The air is thick right now. A sense of hopelessness clogs my nostrils. Too many people are desperately sad. Hurting themselves. Dying.

People I know.

Not my nearest and dearest – for the most part. But the internal and external expression of people’s unbearable pain leaves a tsunami of distress and grief for loved ones, radiating like ripples in a pond and impacting people they never knew they knew.

I’ve talked about suicide before – kind of breaking the rules for polite conversation really. But polite conversation won’t help someone through depression, self-harm or the irreversible decision to permanently end a temporary situation. As was so famously said,

You can’t change what you don’t acknowledge

Dr Phil

and that is as true for society, families and workplaces as it is for individuals. It seems easier to spread false cheer – think of a happy place, things will get better soon, stand up and fight another day, you can do it! And the hardest thing – look at everything you have to be grateful for. Most of us are painfully aware of our fortunes and keeping a gratitude journal is a really fantastic tool, but the reminders add guilt to an already overwhelming sense of hopelessness. When depression rips holes in our souls, thinking happy thoughts is not the right bandaid. It’s a nice place to start, but the sense of failure to be grateful soon increases the sorrow.

Navigating someone else’s depression is a quagmire of landmines ready to blow up in your face at any given moment. The most well-intentioned words and actions can have a catastrophic impact. The only person who truly knows what they need to hear and receive is the person going through the distress – be that grief, depression, anxiety, post-traumatic recovery.
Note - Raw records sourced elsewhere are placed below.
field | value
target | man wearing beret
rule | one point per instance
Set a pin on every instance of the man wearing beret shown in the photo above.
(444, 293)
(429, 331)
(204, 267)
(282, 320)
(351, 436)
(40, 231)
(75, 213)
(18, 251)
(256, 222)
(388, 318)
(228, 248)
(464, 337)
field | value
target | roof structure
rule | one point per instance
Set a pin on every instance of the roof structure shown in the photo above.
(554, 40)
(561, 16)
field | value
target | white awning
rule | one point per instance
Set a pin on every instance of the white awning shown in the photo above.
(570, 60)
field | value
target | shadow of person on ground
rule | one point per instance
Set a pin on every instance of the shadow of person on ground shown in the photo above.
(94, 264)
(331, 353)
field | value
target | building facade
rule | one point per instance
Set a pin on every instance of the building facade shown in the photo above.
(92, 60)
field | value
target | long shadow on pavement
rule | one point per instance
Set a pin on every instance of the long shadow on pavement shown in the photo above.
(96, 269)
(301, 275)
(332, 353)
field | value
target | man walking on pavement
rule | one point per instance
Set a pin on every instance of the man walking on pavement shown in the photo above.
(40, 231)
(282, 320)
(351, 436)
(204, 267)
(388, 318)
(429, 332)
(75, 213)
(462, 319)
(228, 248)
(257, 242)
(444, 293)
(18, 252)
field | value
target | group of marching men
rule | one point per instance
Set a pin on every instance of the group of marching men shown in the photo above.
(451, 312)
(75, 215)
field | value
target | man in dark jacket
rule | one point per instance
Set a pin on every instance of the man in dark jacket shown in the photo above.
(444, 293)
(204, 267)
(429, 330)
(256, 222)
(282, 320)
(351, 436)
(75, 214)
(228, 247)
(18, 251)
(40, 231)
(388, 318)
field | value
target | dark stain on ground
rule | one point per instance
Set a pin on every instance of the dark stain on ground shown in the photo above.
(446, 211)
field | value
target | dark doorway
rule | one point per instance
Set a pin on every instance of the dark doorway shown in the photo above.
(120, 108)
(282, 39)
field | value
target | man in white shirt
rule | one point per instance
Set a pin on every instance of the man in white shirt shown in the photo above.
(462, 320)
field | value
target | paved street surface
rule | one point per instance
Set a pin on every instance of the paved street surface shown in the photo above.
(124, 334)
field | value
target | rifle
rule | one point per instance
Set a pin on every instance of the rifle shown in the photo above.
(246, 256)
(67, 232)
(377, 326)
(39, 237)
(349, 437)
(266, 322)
Whatever it is you’re not currently experiencing but want to help someone else in some capacity. So ask them what they need.

There are key phrases that are always worth asking.

How are you feeling? Now tell me, how are you really feeling? Would you like to talk? Would you like to sit here and just not talk? Can I pray for you? When did you last leave the house? When did you last take a break? Is there something you’d like to do together – go to the movies, for a walk, have a coffee? Even just curl up in pj’s watching Netflix? What are your plans for the next few days? You seem a little down, is it okay if I check in on you tomorrow?

And this is a really key question to ask…

Are you safe?

Don’t hesitate to ask several times, or to clarify what you mean. If someone asks what do you mean, be explicit – are you planning on harming or killing yourself?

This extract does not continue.